Wardle discovered that the downloaded app jumped through hoops to bypass Apple's Mac sandboxing features, which prevents apps from picking up data on the hard drive, and loading a user's browsing history in Chrome, Firefox and Safari.

Wardle discovered that the application, thanks to Apple's own flawed examination, could request access to the user's home directory and its files. That's not out of the ordinary, Wardle says, because tools that promote themselves as anti-malware or anti-adware expect to have access to user files to look for trouble. When a user allows that access, the application can detect and clean adware, but if it is found to be malicious, it can "collect and filter any user files, " Wardle said.

Once the data is collected, it is compressed into a file and sent to a domain in China.

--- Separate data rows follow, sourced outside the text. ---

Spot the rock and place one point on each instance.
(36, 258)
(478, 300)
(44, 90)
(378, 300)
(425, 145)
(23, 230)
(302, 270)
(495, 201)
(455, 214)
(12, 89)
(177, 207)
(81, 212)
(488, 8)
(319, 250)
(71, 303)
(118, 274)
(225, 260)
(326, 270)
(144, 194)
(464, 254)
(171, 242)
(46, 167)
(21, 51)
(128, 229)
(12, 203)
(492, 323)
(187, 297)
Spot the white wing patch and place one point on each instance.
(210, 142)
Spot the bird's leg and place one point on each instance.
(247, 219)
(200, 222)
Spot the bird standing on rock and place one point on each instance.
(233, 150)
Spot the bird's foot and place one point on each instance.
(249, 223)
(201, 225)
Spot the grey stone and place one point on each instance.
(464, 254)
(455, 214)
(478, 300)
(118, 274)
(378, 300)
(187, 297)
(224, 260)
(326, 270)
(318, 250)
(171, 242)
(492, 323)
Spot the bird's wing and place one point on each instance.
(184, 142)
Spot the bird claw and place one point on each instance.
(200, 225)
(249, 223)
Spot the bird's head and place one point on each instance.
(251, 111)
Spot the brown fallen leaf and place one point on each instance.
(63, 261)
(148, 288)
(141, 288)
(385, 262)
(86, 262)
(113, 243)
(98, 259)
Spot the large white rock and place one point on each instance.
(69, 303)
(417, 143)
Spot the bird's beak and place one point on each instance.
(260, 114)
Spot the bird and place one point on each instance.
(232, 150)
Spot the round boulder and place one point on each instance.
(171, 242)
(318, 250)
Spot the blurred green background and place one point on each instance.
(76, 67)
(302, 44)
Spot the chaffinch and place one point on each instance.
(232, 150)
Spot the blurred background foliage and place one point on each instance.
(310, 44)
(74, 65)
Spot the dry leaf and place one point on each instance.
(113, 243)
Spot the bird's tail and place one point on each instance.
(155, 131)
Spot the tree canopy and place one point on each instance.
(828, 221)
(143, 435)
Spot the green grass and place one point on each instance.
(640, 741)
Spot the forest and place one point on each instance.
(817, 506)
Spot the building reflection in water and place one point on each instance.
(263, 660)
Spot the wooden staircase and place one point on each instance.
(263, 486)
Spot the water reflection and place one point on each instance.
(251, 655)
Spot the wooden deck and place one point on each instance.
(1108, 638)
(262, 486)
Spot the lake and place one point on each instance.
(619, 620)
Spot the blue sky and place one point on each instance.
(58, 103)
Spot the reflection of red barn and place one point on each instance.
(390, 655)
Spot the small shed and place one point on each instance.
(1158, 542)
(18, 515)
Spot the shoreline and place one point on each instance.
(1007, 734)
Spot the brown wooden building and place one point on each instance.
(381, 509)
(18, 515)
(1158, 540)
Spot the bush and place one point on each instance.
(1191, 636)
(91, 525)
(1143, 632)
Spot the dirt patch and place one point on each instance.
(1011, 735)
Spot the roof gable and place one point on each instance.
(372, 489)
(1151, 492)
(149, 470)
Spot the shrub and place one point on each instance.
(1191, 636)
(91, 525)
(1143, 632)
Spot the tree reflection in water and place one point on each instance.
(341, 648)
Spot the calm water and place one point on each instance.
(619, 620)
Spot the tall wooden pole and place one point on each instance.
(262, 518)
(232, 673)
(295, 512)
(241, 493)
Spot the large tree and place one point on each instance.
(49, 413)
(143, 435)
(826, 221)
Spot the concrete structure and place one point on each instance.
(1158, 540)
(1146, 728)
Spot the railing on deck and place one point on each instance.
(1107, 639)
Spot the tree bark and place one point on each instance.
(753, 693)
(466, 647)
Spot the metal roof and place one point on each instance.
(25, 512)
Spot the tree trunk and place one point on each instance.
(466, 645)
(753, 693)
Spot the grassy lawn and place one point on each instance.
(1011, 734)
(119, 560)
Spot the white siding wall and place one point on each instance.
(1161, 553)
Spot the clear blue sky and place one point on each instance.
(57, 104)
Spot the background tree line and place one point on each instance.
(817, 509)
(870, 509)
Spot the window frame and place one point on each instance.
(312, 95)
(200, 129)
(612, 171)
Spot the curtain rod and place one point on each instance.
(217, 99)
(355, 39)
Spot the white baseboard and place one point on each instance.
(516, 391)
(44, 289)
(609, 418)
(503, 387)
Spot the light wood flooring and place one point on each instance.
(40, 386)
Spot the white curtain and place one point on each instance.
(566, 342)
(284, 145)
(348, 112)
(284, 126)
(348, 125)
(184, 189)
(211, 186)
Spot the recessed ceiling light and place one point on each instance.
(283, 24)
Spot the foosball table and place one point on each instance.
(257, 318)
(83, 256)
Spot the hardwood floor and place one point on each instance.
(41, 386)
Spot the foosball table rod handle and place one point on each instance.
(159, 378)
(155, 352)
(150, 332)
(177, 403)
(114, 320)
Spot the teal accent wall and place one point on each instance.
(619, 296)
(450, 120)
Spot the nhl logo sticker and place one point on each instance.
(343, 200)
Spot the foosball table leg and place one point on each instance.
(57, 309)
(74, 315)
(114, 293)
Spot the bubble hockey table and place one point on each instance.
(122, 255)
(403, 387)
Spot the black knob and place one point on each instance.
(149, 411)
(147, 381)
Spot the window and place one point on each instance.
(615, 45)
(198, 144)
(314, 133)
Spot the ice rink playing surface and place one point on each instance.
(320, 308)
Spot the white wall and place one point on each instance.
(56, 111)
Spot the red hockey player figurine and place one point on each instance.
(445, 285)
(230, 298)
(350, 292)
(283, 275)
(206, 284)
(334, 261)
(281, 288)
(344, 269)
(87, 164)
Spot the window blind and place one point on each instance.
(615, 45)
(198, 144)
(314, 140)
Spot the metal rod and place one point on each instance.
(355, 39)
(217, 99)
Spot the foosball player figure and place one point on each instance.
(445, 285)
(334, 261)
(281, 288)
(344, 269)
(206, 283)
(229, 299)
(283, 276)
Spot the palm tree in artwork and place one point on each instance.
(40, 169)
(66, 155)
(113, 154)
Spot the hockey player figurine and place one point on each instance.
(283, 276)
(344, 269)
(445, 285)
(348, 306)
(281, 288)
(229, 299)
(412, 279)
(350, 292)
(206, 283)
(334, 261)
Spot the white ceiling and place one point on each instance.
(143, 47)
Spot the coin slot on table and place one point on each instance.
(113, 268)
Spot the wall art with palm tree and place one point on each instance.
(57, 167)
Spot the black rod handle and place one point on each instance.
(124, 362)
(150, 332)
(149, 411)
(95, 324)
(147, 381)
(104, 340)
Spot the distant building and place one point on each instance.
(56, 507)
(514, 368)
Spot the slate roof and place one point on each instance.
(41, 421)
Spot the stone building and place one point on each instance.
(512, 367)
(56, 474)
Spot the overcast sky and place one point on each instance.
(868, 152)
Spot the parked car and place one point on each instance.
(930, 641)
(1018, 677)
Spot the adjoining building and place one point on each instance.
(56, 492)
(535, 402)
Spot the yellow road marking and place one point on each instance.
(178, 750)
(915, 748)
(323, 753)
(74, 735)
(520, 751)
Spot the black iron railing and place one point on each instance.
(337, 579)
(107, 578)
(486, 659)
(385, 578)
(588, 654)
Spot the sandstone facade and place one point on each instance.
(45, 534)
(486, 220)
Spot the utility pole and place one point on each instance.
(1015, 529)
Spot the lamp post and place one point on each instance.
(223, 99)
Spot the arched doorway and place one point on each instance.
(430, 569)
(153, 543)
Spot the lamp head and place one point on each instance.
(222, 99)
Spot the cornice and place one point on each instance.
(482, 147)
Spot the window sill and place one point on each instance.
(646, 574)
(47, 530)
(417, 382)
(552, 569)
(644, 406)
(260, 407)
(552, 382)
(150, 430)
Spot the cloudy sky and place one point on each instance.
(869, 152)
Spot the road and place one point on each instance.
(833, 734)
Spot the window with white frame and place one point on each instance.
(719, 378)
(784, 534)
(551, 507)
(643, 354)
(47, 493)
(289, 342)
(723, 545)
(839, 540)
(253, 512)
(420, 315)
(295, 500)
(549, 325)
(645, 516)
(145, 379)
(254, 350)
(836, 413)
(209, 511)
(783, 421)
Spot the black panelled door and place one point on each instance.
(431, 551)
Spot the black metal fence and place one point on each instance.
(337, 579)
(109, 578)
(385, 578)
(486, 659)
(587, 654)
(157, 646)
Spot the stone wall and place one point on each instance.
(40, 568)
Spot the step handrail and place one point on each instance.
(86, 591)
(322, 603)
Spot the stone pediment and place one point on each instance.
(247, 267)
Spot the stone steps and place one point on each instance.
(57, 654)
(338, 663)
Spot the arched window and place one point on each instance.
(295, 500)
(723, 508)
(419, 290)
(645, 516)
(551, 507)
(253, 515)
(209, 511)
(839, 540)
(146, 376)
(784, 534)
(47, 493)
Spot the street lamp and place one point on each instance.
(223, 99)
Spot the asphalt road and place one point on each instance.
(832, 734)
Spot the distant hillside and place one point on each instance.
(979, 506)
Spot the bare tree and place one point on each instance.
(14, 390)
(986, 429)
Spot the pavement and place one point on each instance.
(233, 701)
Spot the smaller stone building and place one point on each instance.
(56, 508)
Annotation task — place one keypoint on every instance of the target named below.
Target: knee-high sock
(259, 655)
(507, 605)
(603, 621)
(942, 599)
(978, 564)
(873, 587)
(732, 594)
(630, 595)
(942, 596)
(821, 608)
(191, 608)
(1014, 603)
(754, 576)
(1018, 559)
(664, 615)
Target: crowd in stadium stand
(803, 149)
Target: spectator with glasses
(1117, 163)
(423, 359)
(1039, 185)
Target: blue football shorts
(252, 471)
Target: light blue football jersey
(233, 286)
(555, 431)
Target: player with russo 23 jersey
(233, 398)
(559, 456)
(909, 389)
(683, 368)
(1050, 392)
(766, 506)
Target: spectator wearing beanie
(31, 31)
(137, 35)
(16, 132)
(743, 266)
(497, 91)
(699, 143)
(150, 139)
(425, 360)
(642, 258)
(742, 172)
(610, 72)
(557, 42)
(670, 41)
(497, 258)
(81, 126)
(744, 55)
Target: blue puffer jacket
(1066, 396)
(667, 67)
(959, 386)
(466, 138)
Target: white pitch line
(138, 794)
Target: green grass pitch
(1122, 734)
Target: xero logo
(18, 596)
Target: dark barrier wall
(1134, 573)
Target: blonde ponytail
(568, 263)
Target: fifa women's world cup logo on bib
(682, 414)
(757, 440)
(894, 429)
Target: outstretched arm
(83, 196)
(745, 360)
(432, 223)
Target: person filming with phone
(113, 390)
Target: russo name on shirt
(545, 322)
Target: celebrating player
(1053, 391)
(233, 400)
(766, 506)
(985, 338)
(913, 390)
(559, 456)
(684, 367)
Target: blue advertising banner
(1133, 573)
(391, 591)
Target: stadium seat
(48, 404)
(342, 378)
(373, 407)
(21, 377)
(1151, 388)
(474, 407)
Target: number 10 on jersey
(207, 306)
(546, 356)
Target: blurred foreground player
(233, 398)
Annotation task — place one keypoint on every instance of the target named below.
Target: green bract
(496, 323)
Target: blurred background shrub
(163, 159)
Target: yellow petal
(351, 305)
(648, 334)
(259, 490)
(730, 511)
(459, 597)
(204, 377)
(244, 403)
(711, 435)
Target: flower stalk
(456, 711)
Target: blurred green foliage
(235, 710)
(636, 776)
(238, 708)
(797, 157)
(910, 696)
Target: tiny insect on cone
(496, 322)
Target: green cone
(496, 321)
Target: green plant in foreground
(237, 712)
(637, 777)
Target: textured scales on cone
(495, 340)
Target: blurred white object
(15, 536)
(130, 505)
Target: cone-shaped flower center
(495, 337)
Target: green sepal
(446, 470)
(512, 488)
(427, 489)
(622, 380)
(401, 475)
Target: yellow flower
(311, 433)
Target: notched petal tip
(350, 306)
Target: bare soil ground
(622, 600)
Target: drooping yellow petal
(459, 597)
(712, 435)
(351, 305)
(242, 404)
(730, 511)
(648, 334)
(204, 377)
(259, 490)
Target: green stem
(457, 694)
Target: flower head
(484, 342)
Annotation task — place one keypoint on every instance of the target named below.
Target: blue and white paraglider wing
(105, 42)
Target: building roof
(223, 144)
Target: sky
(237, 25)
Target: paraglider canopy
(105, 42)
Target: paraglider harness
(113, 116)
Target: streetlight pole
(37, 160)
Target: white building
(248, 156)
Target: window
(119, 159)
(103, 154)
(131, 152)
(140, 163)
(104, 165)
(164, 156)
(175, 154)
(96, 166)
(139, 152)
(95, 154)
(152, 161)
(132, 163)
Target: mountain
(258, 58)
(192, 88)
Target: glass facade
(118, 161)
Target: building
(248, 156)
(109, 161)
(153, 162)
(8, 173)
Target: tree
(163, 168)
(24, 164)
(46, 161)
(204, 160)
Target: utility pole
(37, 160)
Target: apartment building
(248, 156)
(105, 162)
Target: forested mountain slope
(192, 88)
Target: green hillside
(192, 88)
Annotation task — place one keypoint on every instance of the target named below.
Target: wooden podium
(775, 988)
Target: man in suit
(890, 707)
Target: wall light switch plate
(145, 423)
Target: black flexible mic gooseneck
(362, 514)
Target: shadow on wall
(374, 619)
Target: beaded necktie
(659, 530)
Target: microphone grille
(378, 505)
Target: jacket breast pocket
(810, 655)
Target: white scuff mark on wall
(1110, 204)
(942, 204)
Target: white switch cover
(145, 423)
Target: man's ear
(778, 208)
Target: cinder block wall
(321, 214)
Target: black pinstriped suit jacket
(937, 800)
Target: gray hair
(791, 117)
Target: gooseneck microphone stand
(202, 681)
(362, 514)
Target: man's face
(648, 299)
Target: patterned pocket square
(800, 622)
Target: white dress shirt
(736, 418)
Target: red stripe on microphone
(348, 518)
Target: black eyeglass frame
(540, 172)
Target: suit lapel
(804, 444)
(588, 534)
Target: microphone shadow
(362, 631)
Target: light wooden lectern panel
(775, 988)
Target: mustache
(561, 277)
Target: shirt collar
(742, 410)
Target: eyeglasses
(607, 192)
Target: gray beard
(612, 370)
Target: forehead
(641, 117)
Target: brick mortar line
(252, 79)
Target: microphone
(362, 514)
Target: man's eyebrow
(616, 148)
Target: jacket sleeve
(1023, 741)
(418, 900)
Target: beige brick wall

Wardle has also noted that Adware Doctor has been "filtering users' browsing history, possibly for years." On the other hand, he also blames Apple for the facts since the company promotes the Mac App Store as "the safest place to download applications for your Mac", which is often true. But since the app violates numerous rules and guidelines of the app store, that is, Wardle believes that Apple should withdraw the app (which has already happened) and refund the money to all affected users.

Finally, the Adblock Master application, from the same developer, has also been removed from the Mac App Store.